The Ca²⁺/calmodulin (CaM)-dependent kinase II (CaMKII) is well known for transmitting Ca²⁺-signals, which leads to a multitude of physiological responses. Its functionality is believed to involve CaMKII holoenzyme dynamics where trans-autophosphorylation of the crucial phosphorylation site, T286 occurs. Phosphorylation of this site does not occur when stimulated exclusively with the arrhythmia associated D130G mutant form of CaM in vitro. Here, we present evidence that the loss-of-CaMKII function correlates with premature phosphorylation of its inhibitory phosphosite T306 in CaMKIIα and T307 in CaMKIIδ as this site was up to 20-fold more phosphorylated in the presence of D130G CaM compared to wildtype CaM. Indeed, changing this phosphosite to a non-phosphorylatable alanine reversed the inhibitory effect of D130G both in vitro and in live cell experiments. In addition, several phosphosites with so far undescribed functions directing the Ca²⁺-sensitivity of the CaMKII sensor were also affected by the presence of the D130G mutation implicating a role of several additional autophosphosites (besides T286 and T306/T307) so far not known to regulate CaMKII Ca²⁺ sensitivity. Furthermore, we show that introducing a D130G mutation in the CALM2 gene of the P19CL6 pluripotent mouse embryonic carcinoma cell line using CRISPR/Cas9 decreased the spontaneous beat frequency compared to wildtype cells when differentiated into cardiomyocytes supporting an alteration of cardiomyocyte physiology caused by this point mutation. In conclusion, our observations shed for the first time light on how the D130G CaM mutation interferes with the function of CaMKII and how it affects the beating frequency of cardiomyocyte-like cells.

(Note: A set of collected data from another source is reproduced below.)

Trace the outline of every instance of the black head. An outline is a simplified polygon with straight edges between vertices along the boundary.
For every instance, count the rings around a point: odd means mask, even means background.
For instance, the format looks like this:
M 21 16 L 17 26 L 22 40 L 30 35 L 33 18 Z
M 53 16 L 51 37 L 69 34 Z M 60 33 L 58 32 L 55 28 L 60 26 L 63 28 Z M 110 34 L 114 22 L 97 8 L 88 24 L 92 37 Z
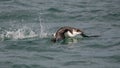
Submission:
M 81 33 L 81 36 L 82 36 L 82 37 L 89 37 L 89 36 L 87 36 L 86 34 L 84 34 L 83 32 Z

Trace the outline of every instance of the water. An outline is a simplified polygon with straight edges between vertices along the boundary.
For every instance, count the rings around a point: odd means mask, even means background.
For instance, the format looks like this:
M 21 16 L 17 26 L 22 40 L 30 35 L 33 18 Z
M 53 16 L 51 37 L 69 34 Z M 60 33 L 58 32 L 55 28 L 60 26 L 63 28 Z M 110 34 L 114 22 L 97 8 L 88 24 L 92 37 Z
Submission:
M 96 38 L 51 42 L 62 26 Z M 0 68 L 120 68 L 119 0 L 0 0 Z

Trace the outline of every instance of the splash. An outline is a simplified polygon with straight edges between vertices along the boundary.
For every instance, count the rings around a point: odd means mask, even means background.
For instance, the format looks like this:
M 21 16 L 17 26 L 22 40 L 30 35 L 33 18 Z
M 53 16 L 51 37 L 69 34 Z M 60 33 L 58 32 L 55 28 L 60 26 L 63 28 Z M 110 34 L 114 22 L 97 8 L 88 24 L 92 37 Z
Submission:
M 40 16 L 39 16 L 39 26 L 40 26 L 40 33 L 39 33 L 39 37 L 40 38 L 44 38 L 44 37 L 47 37 L 48 34 L 45 32 L 45 27 L 43 26 L 44 22 L 42 21 L 42 18 L 41 18 L 41 13 L 40 13 Z
M 0 40 L 8 40 L 8 39 L 25 39 L 25 38 L 33 38 L 37 37 L 38 35 L 30 28 L 23 27 L 16 31 L 7 31 L 5 30 L 4 33 L 0 34 Z
M 1 29 L 0 28 L 0 40 L 16 40 L 16 39 L 26 39 L 26 38 L 46 38 L 50 37 L 51 34 L 48 34 L 45 32 L 45 26 L 43 19 L 41 18 L 41 15 L 39 18 L 39 27 L 38 29 L 35 29 L 34 31 L 27 26 L 23 26 L 22 28 L 11 28 L 11 29 Z M 35 32 L 36 31 L 36 32 Z
M 40 22 L 40 24 L 39 24 L 39 26 L 40 26 L 40 37 L 42 38 L 42 33 L 43 33 L 43 26 L 42 26 L 42 19 L 41 19 L 41 17 L 39 16 L 39 22 Z

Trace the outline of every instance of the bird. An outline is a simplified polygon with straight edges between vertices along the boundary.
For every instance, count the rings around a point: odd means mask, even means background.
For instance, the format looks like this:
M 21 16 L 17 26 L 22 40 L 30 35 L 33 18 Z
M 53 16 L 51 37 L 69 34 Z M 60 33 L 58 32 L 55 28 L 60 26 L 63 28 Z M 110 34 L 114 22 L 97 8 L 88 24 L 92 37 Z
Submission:
M 82 30 L 79 28 L 74 28 L 74 27 L 69 27 L 69 26 L 64 26 L 61 27 L 54 33 L 54 38 L 52 39 L 53 42 L 64 40 L 65 38 L 72 38 L 77 35 L 81 35 L 82 37 L 90 37 L 87 36 Z

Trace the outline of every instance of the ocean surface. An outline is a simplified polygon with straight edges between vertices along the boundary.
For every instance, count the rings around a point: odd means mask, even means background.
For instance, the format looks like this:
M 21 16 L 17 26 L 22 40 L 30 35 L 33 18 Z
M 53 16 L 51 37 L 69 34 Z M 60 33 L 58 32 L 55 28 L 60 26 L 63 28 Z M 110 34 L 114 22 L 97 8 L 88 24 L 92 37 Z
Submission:
M 0 0 L 0 68 L 120 68 L 120 0 Z

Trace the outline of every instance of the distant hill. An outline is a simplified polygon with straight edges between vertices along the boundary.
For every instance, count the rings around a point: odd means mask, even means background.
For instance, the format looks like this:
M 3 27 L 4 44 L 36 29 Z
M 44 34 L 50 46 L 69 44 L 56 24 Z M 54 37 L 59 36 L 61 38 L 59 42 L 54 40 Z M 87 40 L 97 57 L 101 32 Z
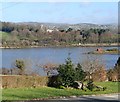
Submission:
M 0 22 L 1 23 L 1 22 Z M 9 22 L 12 23 L 12 22 Z M 115 30 L 118 28 L 118 25 L 113 24 L 92 24 L 92 23 L 78 23 L 78 24 L 67 24 L 67 23 L 44 23 L 44 22 L 18 22 L 13 23 L 18 25 L 31 25 L 31 26 L 44 26 L 50 29 L 57 28 L 57 29 L 90 29 L 90 28 L 102 28 L 102 29 L 112 29 Z
M 92 23 L 78 23 L 78 24 L 66 24 L 66 23 L 40 23 L 40 22 L 20 22 L 17 24 L 25 24 L 32 26 L 45 26 L 47 28 L 53 29 L 90 29 L 90 28 L 102 28 L 102 29 L 117 29 L 117 24 L 92 24 Z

Ca ²⁺ /钙调蛋白 (CaM) 依赖性激酶 II (CaMKII) 以传递 Ca ²⁺信号而闻名，这会导致多种生理反应。其功能被认为涉及 CaMKII 全酶动力学，其中发生关键磷酸化位点 T286 的反式自磷酸化。在体外仅用与心律失常相关的 D130G 突变形式的 CaM 刺激时，不会发生该位点的磷酸化. 在这里，我们提供的证据表明，CaMKII 功能的丧失与其 CaMKIIα 中的抑制性磷酸化位点 T306 和 CaMKIIδ 中的 T307 的过早磷酸化相关，因为与野生型 CaM 相比，在 D130G CaM 存在下，该位点磷酸化高达 20 倍。事实上，在体外和活细胞实验中，将该磷酸位点改变为不可磷酸化的丙氨酸逆转了 D130G的抑制作用。此外，迄今为止尚未描述的几个具有指导CaMKII 传感器Ca ²⁺敏感性的功能的磷位点也受到 D130G 突变的影响，这意味着几个额外的自身磷位点（除了 T286 和 T306/T307 之外）的作用到目前为止尚不清楚调节 CaMKII Ca ²⁺灵敏度。此外，我们表明，与野生型细胞相比，当分化为心肌细胞时，使用 CRISPR/Cas9 在 P19CL6 多能小鼠胚胎癌细胞系的 CALM2 基因中引入 D130G 突变可降低自发搏动频率，支持由该点突变引起的心肌细胞生理学改变. 总之，我们的观察首次阐明了 D130G CaM 突变如何干扰 CaMKII 的功能以及它如何影响心肌细胞样细胞的搏动频率。